# NG-Filtergraben für Koiteich?



## Teichforum.info (28. Mai 2003)

*Filtergraben*

Was haltet Ihr eigentlich von der Idee eines FILTERGRABENS, wie er hier beschrieben steht:




Im Prinzip ist es ein großer Pflanzenfilter, der VOR die Pumpe gesetzt wird

die Aussage, daß er einen Vortex ersetzen kann halte ich für gewagt, was meint Ihr ? Wie sieht die Koi-Teich-Tauglichkeit aus ?

lG
Doogie


----------



## Teichforum.info (29. Mai 2003)

Na hoppla, keine Meinungen dazu?
Hat wohl noch niemand ausprobiert, oder ?

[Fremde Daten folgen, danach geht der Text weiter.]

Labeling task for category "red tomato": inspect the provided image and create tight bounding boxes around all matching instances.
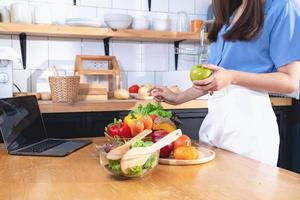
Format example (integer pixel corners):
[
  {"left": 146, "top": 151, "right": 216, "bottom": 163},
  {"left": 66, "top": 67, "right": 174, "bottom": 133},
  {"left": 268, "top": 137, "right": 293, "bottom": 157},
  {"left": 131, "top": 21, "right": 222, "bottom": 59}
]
[
  {"left": 128, "top": 84, "right": 140, "bottom": 93},
  {"left": 173, "top": 135, "right": 191, "bottom": 149}
]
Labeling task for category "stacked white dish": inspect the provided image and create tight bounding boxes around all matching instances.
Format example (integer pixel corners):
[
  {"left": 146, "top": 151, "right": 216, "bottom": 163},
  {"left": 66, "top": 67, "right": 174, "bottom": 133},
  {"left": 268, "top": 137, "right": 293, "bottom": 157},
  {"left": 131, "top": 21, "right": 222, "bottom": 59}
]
[
  {"left": 66, "top": 18, "right": 101, "bottom": 27},
  {"left": 104, "top": 14, "right": 132, "bottom": 29}
]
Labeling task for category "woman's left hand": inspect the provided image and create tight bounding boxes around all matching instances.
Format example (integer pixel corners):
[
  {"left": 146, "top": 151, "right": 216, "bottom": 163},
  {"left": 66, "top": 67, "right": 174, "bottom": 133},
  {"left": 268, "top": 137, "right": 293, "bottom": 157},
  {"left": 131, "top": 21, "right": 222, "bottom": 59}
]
[{"left": 193, "top": 64, "right": 233, "bottom": 92}]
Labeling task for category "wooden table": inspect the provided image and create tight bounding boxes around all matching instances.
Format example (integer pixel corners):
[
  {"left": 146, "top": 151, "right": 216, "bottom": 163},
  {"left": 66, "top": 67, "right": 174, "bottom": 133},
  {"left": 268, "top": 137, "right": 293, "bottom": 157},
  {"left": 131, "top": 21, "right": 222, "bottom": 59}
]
[{"left": 1, "top": 138, "right": 300, "bottom": 200}]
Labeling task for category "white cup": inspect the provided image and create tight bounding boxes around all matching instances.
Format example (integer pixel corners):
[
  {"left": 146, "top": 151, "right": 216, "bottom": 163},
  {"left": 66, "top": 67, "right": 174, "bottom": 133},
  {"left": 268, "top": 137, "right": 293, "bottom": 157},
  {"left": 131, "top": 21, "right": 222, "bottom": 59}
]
[
  {"left": 11, "top": 3, "right": 32, "bottom": 24},
  {"left": 0, "top": 7, "right": 10, "bottom": 23}
]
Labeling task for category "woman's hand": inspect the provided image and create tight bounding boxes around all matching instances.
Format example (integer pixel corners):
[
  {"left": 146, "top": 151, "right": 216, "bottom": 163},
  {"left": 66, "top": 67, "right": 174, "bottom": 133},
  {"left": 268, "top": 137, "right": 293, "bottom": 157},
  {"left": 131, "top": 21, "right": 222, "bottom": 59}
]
[
  {"left": 193, "top": 64, "right": 233, "bottom": 92},
  {"left": 150, "top": 86, "right": 179, "bottom": 105}
]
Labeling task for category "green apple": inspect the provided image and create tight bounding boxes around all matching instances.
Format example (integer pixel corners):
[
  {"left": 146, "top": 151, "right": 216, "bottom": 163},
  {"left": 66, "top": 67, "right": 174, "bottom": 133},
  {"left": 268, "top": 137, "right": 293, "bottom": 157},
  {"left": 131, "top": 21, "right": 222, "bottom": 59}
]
[{"left": 190, "top": 65, "right": 213, "bottom": 81}]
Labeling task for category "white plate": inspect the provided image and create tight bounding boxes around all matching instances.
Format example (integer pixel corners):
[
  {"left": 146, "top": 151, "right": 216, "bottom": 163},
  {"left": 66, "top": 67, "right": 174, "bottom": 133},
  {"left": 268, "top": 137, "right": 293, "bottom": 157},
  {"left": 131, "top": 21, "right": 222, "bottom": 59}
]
[
  {"left": 159, "top": 147, "right": 215, "bottom": 166},
  {"left": 66, "top": 18, "right": 101, "bottom": 27}
]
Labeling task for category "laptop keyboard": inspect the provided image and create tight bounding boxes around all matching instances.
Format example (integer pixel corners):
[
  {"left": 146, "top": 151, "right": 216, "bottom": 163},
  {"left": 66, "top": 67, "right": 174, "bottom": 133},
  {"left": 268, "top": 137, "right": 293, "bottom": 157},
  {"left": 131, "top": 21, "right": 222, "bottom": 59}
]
[{"left": 20, "top": 140, "right": 66, "bottom": 153}]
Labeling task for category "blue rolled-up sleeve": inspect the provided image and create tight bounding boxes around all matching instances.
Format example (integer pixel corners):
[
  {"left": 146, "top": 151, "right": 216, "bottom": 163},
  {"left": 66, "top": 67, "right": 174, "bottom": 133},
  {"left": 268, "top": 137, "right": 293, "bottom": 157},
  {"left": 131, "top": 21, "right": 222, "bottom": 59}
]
[{"left": 270, "top": 1, "right": 300, "bottom": 69}]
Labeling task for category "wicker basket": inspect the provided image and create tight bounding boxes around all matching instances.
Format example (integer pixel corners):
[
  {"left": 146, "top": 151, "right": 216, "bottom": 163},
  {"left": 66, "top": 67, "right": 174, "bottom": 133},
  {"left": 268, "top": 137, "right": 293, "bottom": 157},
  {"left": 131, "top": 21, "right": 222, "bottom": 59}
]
[{"left": 49, "top": 76, "right": 80, "bottom": 103}]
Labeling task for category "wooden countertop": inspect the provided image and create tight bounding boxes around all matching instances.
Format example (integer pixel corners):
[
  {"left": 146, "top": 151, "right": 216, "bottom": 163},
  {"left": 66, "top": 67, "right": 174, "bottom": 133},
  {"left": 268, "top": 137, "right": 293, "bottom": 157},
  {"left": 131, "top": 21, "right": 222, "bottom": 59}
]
[
  {"left": 1, "top": 138, "right": 300, "bottom": 200},
  {"left": 38, "top": 97, "right": 292, "bottom": 113}
]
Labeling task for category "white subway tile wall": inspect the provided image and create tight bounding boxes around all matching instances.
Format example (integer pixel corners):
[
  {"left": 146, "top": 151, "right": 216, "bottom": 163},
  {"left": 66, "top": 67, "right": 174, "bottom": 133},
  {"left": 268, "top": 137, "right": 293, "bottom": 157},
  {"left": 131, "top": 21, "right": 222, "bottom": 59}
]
[
  {"left": 169, "top": 0, "right": 195, "bottom": 14},
  {"left": 48, "top": 37, "right": 81, "bottom": 71},
  {"left": 127, "top": 71, "right": 155, "bottom": 87},
  {"left": 13, "top": 69, "right": 32, "bottom": 92},
  {"left": 81, "top": 39, "right": 105, "bottom": 55},
  {"left": 141, "top": 42, "right": 169, "bottom": 72},
  {"left": 0, "top": 35, "right": 12, "bottom": 46},
  {"left": 80, "top": 0, "right": 111, "bottom": 8},
  {"left": 112, "top": 41, "right": 142, "bottom": 71},
  {"left": 26, "top": 36, "right": 49, "bottom": 70},
  {"left": 0, "top": 0, "right": 211, "bottom": 93}
]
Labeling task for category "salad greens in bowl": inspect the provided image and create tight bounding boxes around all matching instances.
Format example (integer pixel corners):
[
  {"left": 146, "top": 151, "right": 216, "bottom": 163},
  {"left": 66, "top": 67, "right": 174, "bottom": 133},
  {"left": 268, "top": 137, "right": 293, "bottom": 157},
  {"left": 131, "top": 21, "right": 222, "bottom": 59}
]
[{"left": 98, "top": 140, "right": 159, "bottom": 178}]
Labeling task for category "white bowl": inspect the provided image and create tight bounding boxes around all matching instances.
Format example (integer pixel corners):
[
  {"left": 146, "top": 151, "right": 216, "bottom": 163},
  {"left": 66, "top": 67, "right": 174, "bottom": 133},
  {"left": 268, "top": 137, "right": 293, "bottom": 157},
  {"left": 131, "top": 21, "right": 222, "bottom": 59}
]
[{"left": 104, "top": 14, "right": 132, "bottom": 29}]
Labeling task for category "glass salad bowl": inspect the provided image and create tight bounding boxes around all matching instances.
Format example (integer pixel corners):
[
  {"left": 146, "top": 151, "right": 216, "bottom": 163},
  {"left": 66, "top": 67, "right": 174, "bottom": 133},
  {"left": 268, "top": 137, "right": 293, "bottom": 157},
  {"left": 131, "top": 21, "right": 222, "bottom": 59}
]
[{"left": 98, "top": 140, "right": 159, "bottom": 179}]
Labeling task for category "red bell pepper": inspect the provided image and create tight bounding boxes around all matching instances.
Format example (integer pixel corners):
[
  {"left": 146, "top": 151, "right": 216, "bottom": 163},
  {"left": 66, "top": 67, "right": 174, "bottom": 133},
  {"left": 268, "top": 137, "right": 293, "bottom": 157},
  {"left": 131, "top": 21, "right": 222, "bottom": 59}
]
[{"left": 106, "top": 118, "right": 132, "bottom": 138}]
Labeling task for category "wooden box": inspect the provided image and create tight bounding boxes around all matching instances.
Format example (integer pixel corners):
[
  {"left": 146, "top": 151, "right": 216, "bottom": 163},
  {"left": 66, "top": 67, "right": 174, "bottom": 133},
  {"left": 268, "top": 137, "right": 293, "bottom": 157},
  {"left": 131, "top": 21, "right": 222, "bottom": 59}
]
[{"left": 75, "top": 55, "right": 121, "bottom": 99}]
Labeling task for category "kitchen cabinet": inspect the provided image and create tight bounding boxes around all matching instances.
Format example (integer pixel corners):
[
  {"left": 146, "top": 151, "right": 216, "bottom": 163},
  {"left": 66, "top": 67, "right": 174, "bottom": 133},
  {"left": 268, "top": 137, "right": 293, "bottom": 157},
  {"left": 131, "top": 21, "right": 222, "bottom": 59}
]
[
  {"left": 42, "top": 113, "right": 85, "bottom": 138},
  {"left": 290, "top": 99, "right": 300, "bottom": 173},
  {"left": 274, "top": 106, "right": 293, "bottom": 169}
]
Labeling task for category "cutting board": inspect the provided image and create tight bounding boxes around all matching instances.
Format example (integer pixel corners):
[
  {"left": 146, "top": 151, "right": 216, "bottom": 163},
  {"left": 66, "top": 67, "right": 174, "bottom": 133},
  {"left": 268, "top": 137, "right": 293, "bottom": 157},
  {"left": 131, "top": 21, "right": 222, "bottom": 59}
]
[
  {"left": 130, "top": 93, "right": 154, "bottom": 100},
  {"left": 159, "top": 147, "right": 215, "bottom": 166},
  {"left": 79, "top": 84, "right": 107, "bottom": 95},
  {"left": 78, "top": 95, "right": 108, "bottom": 101}
]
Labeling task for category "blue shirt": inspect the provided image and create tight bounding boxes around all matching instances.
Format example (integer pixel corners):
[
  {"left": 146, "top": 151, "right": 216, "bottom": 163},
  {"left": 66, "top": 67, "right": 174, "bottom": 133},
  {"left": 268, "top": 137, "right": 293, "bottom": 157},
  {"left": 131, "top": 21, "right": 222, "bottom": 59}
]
[{"left": 209, "top": 0, "right": 300, "bottom": 73}]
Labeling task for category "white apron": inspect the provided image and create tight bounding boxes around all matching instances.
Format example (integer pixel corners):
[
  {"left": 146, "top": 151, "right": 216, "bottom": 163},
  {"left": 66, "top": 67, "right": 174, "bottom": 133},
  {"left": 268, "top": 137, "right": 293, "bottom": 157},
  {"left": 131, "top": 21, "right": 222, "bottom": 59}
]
[{"left": 199, "top": 85, "right": 280, "bottom": 166}]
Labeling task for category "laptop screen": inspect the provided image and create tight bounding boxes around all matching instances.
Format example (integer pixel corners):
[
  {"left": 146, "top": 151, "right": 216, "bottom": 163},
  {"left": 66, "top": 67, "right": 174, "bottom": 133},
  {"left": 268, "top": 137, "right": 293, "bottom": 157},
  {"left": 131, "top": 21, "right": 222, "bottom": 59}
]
[{"left": 0, "top": 96, "right": 47, "bottom": 151}]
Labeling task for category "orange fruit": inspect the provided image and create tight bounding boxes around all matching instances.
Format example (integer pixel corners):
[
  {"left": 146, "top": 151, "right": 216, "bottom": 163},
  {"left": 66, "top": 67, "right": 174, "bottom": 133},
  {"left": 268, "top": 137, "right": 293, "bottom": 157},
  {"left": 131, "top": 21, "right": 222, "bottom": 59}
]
[{"left": 174, "top": 146, "right": 199, "bottom": 160}]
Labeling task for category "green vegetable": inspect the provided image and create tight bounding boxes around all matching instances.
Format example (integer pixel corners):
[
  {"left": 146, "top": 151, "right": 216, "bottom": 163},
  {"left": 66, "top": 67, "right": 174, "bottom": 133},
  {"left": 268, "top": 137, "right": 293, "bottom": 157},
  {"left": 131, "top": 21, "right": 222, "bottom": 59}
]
[
  {"left": 143, "top": 141, "right": 154, "bottom": 147},
  {"left": 108, "top": 140, "right": 157, "bottom": 177},
  {"left": 128, "top": 166, "right": 144, "bottom": 176},
  {"left": 133, "top": 103, "right": 172, "bottom": 119},
  {"left": 143, "top": 153, "right": 158, "bottom": 169},
  {"left": 131, "top": 140, "right": 145, "bottom": 148},
  {"left": 108, "top": 160, "right": 121, "bottom": 174}
]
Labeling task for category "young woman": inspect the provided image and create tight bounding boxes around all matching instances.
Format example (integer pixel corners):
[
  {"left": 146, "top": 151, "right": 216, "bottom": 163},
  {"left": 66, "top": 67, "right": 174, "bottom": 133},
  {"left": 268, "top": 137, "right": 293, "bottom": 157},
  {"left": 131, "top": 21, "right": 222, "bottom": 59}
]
[{"left": 151, "top": 0, "right": 300, "bottom": 166}]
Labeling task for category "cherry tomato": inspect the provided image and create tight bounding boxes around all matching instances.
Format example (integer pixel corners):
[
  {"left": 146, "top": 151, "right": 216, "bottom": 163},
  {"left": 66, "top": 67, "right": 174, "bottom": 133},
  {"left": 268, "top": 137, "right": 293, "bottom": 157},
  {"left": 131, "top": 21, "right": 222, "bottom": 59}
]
[{"left": 128, "top": 84, "right": 140, "bottom": 93}]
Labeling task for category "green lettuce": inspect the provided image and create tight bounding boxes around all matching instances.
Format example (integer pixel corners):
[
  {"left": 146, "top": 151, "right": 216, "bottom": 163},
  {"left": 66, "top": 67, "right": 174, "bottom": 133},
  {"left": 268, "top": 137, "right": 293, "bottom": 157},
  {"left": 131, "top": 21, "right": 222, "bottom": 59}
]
[
  {"left": 133, "top": 103, "right": 172, "bottom": 118},
  {"left": 128, "top": 166, "right": 143, "bottom": 176},
  {"left": 143, "top": 153, "right": 158, "bottom": 169},
  {"left": 108, "top": 160, "right": 121, "bottom": 174}
]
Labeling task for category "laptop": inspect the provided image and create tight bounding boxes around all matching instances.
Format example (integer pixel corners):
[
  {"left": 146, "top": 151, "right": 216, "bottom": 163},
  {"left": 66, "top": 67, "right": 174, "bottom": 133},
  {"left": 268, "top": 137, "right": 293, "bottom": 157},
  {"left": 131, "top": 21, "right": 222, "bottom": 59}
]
[{"left": 0, "top": 95, "right": 91, "bottom": 156}]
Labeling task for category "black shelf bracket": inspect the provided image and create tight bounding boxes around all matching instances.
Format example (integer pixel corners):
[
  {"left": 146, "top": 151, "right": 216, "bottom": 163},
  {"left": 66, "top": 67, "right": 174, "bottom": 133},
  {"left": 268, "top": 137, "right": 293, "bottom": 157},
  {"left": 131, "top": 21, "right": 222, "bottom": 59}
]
[
  {"left": 148, "top": 0, "right": 152, "bottom": 11},
  {"left": 19, "top": 32, "right": 27, "bottom": 69},
  {"left": 73, "top": 0, "right": 77, "bottom": 6},
  {"left": 174, "top": 40, "right": 184, "bottom": 71},
  {"left": 103, "top": 37, "right": 112, "bottom": 56}
]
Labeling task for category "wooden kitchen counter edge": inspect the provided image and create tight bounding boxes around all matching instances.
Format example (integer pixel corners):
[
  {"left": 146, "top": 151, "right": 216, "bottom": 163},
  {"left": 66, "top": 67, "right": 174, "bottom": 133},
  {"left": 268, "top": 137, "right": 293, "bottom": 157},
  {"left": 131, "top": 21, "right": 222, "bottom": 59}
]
[
  {"left": 38, "top": 97, "right": 292, "bottom": 113},
  {"left": 1, "top": 137, "right": 300, "bottom": 200}
]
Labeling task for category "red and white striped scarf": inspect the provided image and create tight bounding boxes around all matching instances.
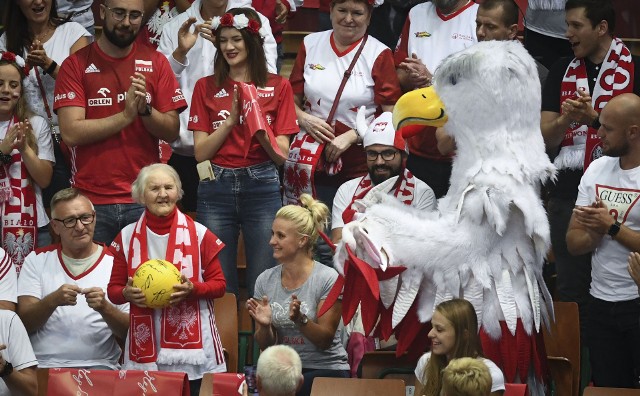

Naja, so wie es aussieht werde ich wohl der erste sein, die Idee gefällt mir nämlich ganz gut, und optisch würde es zu meinen neuen Plänen passen.

Aber, sicherheitshalber setze ich es nur als ZUSÄTZLICHES __ Filtersystem ein, parallel zu Vortex und herkömmlichen Pflanzenfilter nach Bachlauf

lG
Doogie


----------



## Teichforum.info (30. Mai 2003)

Doch, sogar schon gebaut (bei Bekannten). Klappt wunderbar - bei einem Schwimmteich.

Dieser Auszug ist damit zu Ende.